I think I would be crying too💞


----------



## RosD (May 24, 2014)

Pocahontas said:


> That's a very beautiful, complex pattern and you have done an excellent job of knitting it.
> I love it the way it is - the edging has a softness about it that I wouldn't want to change.


Thank you 💞


----------



## RosD (May 24, 2014)

Katsch said:


> I would never have known if you did not point it out. The slight ruffle seems like a wonderful design element to me. I think I would just carry on as is. Beautiful I say :thumbup:


Thank you💞


----------



## Quiltermouse (Jun 11, 2013)

jmf6406 said:


> I kind of like the soft ruffle effect. Especially since it is uniform where it gathers in. Looks like it is supposed to be that way to me. I'd leave it alone. However, as posted earlier, you can probably "tame" it using the suggestions from others.


 :thumbup:


----------



## wjeanc (Nov 15, 2012)

That's lovely. I like the ruffle, but agree with others that when you block it, the ruffles will probably disappear or at the very least be less noticeable.

However, if it really bothers you and you really don't like it, the time to frog is now before you put anymore time into it. What a heartbreak it would be to get it almost done and decide then that you just can't stand the ruffle.


----------



## Barn-dweller (Nov 12, 2013)

It's lovely, I could live with that but can you?


----------



## macnzacsmom (Apr 30, 2011)

It is beautiful just the way it is


----------



## madknitter07 (Mar 23, 2012)

susieO said:


> I agree, it is lovely! Blocking it should solve your problem...

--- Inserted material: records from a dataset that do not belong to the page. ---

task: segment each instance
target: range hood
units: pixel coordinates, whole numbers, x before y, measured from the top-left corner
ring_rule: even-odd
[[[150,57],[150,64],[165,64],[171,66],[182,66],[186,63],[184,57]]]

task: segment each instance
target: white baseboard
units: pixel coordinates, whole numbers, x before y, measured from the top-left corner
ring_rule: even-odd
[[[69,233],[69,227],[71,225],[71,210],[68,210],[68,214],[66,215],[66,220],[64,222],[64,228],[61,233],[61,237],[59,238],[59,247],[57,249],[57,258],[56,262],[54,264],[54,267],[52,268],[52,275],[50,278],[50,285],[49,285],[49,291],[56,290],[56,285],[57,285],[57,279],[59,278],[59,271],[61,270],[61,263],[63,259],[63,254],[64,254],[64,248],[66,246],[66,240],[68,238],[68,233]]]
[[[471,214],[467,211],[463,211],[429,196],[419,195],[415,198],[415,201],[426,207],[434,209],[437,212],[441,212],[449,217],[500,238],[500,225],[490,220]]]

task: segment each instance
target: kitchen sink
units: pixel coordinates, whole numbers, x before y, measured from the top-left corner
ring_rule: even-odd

 :thumbup: :thumbup: :thumbup:


----------



## grandmatimestwo (Mar 30, 2011)

I love it just as it is! I would definitely not undo it.


----------



## extreme (Oct 29, 2012)

WOW Ros, your knitting is fantastic. It looks good. I would not frog it.


----------



## Noreen (Mar 30, 2011)

It looks fantastic just the way it is,so if you can live with it and the person it is for loves it, I wouldn't frog it. I love the ruffle look.


----------



## seedstitch (Nov 29, 2011)

I agree with jmf6406; I like the soft ruffle effect .... 
"Especially since it is uniform where it gathers in. Looks like it is supposed to be that way to me. I'd leave it alone." ... that is, unless it really bugs you. One if my points of judgment is to gage how it effects the usefulness of the product. I think your ruffled border does not effect the usefulness of your blanket.


----------



## kmckinstry77 (Jan 18, 2013)

Hi!
It's really pretty. You could call the "ruffle" effect a design element, but it's whether or not it would bother you in the long run.


----------



## pierrette (Jul 18, 2012)

I would never undo all those rows!!!!!!!!!!!!! it is just beautiful as is...!!!!!!!!!!!!


----------



## pierrette (Jul 18, 2012)

I would never undo all those rows!!!!!!!!!!!!! it is just beautiful as is...!!!!!!!!!!!!


----------



## Shelagh.Hollingworth (Sep 27, 2012)

I have not read all four pages of replies but in the two I did read, no one suggested what I would do. I am a purist, I'd work to the end, then, on the starting border, pull the yarn across about a row below the top of the border to separate it, undo the last border row, stitch by stitch, pick up the loops and work the border the other way, using the correct needles. The work is so beautiful, would you really be happy with that border never looking quite right?


----------



## gloxsk8 (Aug 12, 2011)

Looks good to me!


----------



## Woefkins (Dec 14, 2012)

I'm with the "block it to even it out" crowd. 
Wow, the blanket is looking gooood!
Please show us piccies when you are finished, can't wait!
Hannet


----------



## owlet (Aug 18, 2013)

It's beautiful and the 'ruffle' looks perfectly natural to me. Don't change a thing!

:thumbup:


----------



## chrisjac (Oct 25, 2011)

Beautiful creative edging, Block it and enjoy your gorgeous work!


----------



## galagal (Jan 14, 2014)

Yes, I'd call it that and enjoy, It's beauiful


----------



## Palenque1978 (Feb 16, 2011)

It's beautiful and I like the way it looks now. The edges look like soft waves. I'd leave it alone.


----------



## Grannie maggie (Oct 30, 2012)

I wouldn't undo it unless it get to you so much that you can't knit any more. It is beautiful and will look unique when finished.

Happy knitting.    

:thumbup: :thumbup:


----------



## Lil Kristie (Nov 25, 2011)

pamjlee said:


> I rather like the effect but it really is how you feel about it. The pattern is very beautiful and you are doing a good job. I always say if you are going to feel bad about it every time you look at it then frog.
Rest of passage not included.